2. Knowledge of high level IT security policy issues and initiatives to provide advice and guidance to leadership in IT environments within organizations on integration of IT programs.
3. Skill in cybersecurity, critical infrastructure and resilience security, and cloud security initiatives, legislation, policies, standards, and strategies.
4. Skills in building relationships with internal and external customers to provide advice and guidance.
   
5. Knowledge of project management methodologies
   
6. Ability to apply tools and technologies to direct the secure development and implementation of systems/software.
   

Position #2 KSA’s:

1. Skilled in the field of Information Technology Security to apply experimental theories and new developments to problems not susceptible to treatment by accepted methods and to make decisions or recommendations significantly changing, interpreting or developing important public policies or programs.
2. Knowledge of the IT Security area of specialization, its governing laws, regulations, methodologies and/or policies to provide sound and authoritative technical guidance on all issues related to the assigned program.
3. Knowledge of project management principles, methods, and practices including developing plans and schedules, estimating and reporting on accomplishments.
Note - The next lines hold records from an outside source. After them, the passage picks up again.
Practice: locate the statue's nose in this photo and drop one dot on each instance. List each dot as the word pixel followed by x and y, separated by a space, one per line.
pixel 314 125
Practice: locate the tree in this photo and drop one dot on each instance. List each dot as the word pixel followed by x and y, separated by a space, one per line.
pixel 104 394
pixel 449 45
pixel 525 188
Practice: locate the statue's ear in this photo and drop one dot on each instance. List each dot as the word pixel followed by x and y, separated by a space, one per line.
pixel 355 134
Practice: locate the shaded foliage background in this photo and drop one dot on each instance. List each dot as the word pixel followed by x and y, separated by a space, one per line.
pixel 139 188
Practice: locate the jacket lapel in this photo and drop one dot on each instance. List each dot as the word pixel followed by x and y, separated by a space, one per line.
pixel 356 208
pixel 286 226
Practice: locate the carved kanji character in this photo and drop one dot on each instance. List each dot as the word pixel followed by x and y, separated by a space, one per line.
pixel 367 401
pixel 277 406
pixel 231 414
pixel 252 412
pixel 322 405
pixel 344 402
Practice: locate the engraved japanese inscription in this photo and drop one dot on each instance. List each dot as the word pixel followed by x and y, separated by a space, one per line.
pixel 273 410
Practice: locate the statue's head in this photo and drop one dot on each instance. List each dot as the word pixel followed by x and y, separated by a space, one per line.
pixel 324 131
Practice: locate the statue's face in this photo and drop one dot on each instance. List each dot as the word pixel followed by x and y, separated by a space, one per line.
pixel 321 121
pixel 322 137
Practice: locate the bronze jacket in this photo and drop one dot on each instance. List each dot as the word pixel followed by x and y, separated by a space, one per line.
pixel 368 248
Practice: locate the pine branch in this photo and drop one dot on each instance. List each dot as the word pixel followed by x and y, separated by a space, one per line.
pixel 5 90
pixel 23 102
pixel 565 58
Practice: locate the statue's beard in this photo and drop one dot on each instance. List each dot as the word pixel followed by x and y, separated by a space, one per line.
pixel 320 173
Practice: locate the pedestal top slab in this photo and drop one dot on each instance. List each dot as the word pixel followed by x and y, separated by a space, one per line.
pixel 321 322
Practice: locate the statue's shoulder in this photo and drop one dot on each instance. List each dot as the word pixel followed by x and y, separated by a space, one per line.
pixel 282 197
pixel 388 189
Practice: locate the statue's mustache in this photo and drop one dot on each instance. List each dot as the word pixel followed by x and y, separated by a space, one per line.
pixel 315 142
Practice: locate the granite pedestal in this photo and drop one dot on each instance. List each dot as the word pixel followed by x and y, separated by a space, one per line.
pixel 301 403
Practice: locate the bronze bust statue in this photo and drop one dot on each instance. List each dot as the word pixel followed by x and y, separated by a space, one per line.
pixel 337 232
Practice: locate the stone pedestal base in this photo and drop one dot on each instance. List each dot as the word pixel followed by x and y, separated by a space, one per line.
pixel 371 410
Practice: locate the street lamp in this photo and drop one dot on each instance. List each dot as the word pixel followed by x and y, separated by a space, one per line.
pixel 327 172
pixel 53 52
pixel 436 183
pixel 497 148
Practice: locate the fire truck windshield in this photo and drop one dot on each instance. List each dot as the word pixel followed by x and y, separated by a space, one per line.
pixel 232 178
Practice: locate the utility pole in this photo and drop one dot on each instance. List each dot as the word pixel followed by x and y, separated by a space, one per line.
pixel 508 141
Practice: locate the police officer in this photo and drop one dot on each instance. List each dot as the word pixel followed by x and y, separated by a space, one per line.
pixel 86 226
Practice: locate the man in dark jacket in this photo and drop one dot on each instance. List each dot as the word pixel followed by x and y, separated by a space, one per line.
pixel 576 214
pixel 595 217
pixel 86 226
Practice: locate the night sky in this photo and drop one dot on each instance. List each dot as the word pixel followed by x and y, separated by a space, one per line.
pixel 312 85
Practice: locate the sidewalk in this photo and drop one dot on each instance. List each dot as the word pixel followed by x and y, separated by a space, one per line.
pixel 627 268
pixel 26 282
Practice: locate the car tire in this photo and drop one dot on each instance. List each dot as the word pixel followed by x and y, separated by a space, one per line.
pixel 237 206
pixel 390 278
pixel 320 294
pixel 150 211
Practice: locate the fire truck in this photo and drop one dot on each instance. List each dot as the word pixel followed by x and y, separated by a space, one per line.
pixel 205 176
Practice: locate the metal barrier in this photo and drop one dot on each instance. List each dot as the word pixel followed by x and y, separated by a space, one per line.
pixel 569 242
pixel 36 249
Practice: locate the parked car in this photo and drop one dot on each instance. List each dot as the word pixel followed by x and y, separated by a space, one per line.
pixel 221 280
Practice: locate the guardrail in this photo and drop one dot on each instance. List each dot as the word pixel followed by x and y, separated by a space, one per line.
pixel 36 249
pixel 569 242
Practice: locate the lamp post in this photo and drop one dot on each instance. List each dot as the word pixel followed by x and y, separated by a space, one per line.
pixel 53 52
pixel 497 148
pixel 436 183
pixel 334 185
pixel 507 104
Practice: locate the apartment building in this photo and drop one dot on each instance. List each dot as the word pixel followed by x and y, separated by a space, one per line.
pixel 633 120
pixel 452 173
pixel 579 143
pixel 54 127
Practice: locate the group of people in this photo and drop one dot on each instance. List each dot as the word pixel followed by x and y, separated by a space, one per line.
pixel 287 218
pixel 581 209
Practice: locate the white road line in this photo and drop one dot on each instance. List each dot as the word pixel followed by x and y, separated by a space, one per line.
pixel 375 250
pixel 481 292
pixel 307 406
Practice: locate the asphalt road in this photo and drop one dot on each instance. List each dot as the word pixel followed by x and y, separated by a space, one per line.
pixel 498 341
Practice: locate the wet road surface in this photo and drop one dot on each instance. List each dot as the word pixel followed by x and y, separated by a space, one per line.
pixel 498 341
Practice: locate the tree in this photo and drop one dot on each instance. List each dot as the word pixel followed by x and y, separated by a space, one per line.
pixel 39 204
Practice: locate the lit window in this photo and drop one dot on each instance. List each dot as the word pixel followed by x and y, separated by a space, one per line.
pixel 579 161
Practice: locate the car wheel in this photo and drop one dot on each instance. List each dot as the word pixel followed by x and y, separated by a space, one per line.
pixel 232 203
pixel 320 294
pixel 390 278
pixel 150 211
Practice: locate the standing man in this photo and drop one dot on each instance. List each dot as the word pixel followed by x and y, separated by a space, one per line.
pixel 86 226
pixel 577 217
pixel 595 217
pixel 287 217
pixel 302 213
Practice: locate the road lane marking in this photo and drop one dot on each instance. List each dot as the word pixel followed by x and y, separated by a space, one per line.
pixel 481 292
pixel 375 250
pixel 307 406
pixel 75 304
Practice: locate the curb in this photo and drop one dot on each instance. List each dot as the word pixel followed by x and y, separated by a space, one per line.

4. Knowledge of product management principles, methods, and practices including implementing Enterprise Security Shared Services across stakeholders, in conjunction with the Security Operations Director and the CISO/DCISO, building product roadmaps, business use cases, technical specifications, wireframes, mockups, prototypes, launch plans, tracking key performance metrics and data analytics/reporting along with end user/customer surveys among other deliverables for identifying efficiencies for the rolled out services.
5. Skills in building relationships with internal and external customers to provide advice and guidance.
6. Knowledge of project management methodologies
7. Ability to apply tools and technologies to direct the secure development and implementation of systems/software.